A few murmurs. Some nods. One old man in the back coughs pointedly.

“I understand the lodge is in disrepair,” I continue, “but I believe it can be made safe and functional for the festival with minimal support from the town. I’m not asking for funds, justtime and the town’s continued commitment to using the lodge for the event.”

Thorne gives me a long look. Not unkind. Just cautious.

“Miss Wynn,” he says slowly, “I appreciate your passion. And no one here doubts your grandmother’s legacy. But I’m afraid there’s been... a development.”

My stomach drops.

“What kind of development?” I ask, careful to keep my voice steady.

He sighs, shuffling a few papers. “Several months before her passing, your grandmother quietly sold the land rights beneath the lodge to an outside investor. The deed to the structure is still yours, technically, but the ground it stands on now belongs to?—”

“Me.”

The voice is low. Gravelly. Laced with command.

I turn.

The man standing at the back of the chamber is enormous. Tall enough that he has to duck slightly to clear the doorframe. Broad enough to block half the light from the windows behind him. He wears a charcoal coat that costs more than my car and tusks that gleam like carved ivory beneath a neatly trimmed beard.

Orc.

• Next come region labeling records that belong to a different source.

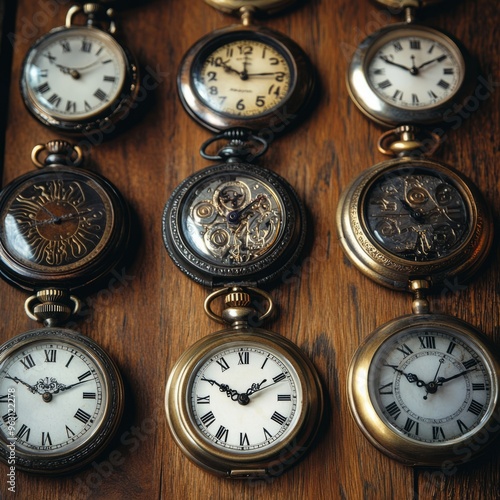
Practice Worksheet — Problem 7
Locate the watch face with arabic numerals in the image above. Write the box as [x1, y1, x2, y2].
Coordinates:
[178, 26, 315, 133]
[21, 27, 138, 133]
[0, 328, 123, 474]
[347, 24, 473, 125]
[0, 166, 130, 290]
[163, 164, 305, 284]
[165, 328, 323, 476]
[337, 158, 493, 290]
[349, 315, 499, 465]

And not just any orc.

Dralgor Veyr.

He steps forward, eyes fixed on mine, as if daring me to flinch.

“I now own the land,” he says, voice smooth as black ice. “And the permits for redevelopment were filed weeks ago.”

I blink.

“No,” I say, louder than I mean to. “No, this has to be a mistake. Gran never would’ve sold the lodge.”

“She didn’t,” he replies, annoyingly calm. “She sold the land.”

“That’s semantics.”

“It’s business.”

“It's my home,” I snap.

A slow, dangerous smile pulls at his mouth. “Not anymore.”

CHAPTER 2

DRALGOR

Her voice is sharp. Not shrill, but edged. The kind of voice that’s used to being heard, not because it shouts over others, but because it carries conviction in every word. Clara Wynn doesn’t flinch when I speak. Doesn’t shrink back like most people do when they realize who I am. She rises, if anything. Her spine stiffens, her chin lifts, and her hands curl into fists at her sides like she’s ready to throw punches instead of arguments.